Erstaunt beobachtete Mireylle, wie sich Finiors Züge weiter verhärteten. Er zog sein Schwert. „Geht beiseite!“, donnerte seine Stimme und seine Anspannung ließ Mireylle gehorchen. Sie suchte mit dem Mädchen hinter einem breiten Baumstamm Schutz.

Irgendetwas berührte einen Sinn, der Mireylle noch ungewohnt war, doch sie ahnte ein Nahen. Bald darauf konnte sie drei große nahende Gestalten erkennen und sie fragte sich, ob dieser neue Sinn ihre magische Sicht ersetzte. Sie drückte das Kind an sich und starrte zu Finior und dem Fremden hinüber.

Beide hielten sich in kampfbereiter Position.

Ein letzter Farnstrauch wurde beiseite geschoben und zwei massige Dämonen mit gewaltigen Klingen erschienen in Begleitung eines Thevirs auf der Lichtung.

„Haben wir dich!“, knurrte der größere von beiden, der den Thevir am Zügel führte.

„Jetzt sterbt ihr!“, sagte der andere mit einem gehässigen Grinsen auf den Lippen.

Mireylle beobachtete, wie Finior und der Fremde die Angriffe der schweren Waffen abwehrten. Auch der Thevir griff an und entblößte dabei gewaltige Reißzähne.

Verzweifelt parierte Finior die Klinge des Größeren und wich dabei den Zähnen und Klauen des Tieres aus, doch er geriet zunehmend in Bedrängnis. Doch auch der andere Angreifer erwies sich als guter Kämpfer und so konnte der Fremde Finior nicht helfen. Die Angreifer drängten die beiden systematisch zusammen und gegen den breiten Stamm, hinter dem Mireylle kaum zu atmen wagte.

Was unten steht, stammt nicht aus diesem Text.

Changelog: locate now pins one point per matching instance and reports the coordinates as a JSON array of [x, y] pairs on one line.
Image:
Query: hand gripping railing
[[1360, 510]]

Finior ächzte, als er über eine Wurzel stolperte. Er schwankte, schaffte es jedoch, das Gleichgewicht zu halten. Schweiß bedeckte sein Gesicht, während er den Kampf in hohem Tempo fortsetzte. Der Fremde hatte alarmiert zu Finior hinüber gesehen und sprang bei der nächsten Gelegenheit auf den großen Dämon zu. In perfekter Zusammenarbeit hatten die beiden den Großen mit wenigen Zügen entwaffnet, doch sein Gefährte nahte und holte aus. Zu spät bemerkte der Fremde den Angriff. Er hätte sowieso nicht früher ausweichen können, ohne den Erfolg seiner Aktion zu gefährden. Nun war das Schwert ihm bereits zu nahe, um ihm zu entkommen. Trotzdem schaffte er es, das Schlimmste zu verhindern. Energischer als zuvor führte er den Schlagabtausch weiter, obwohl ihm Blut in dicken Strömen aus Wange und Schulter quoll und seine Kleider in dunkles Rot tauchte.

Finior musste sowohl den Thevir abwehren, als auch den großen Dämon von der Suche nach seiner Waffe abhalten. Ein Schatten lief über sein Gesicht, ehe er entschlossen die Waffe hob und den Großen köpfte. Der Thevir heulte auf und beendete seinen Angriff. Stattdessen wandte er sich dem Überlebenden Angreifer zu und attackierte plötzlich diesen. Wenige Augenblicke später durchtrennte der Fremde den zweiten Angreifer auf Taillenhöhe.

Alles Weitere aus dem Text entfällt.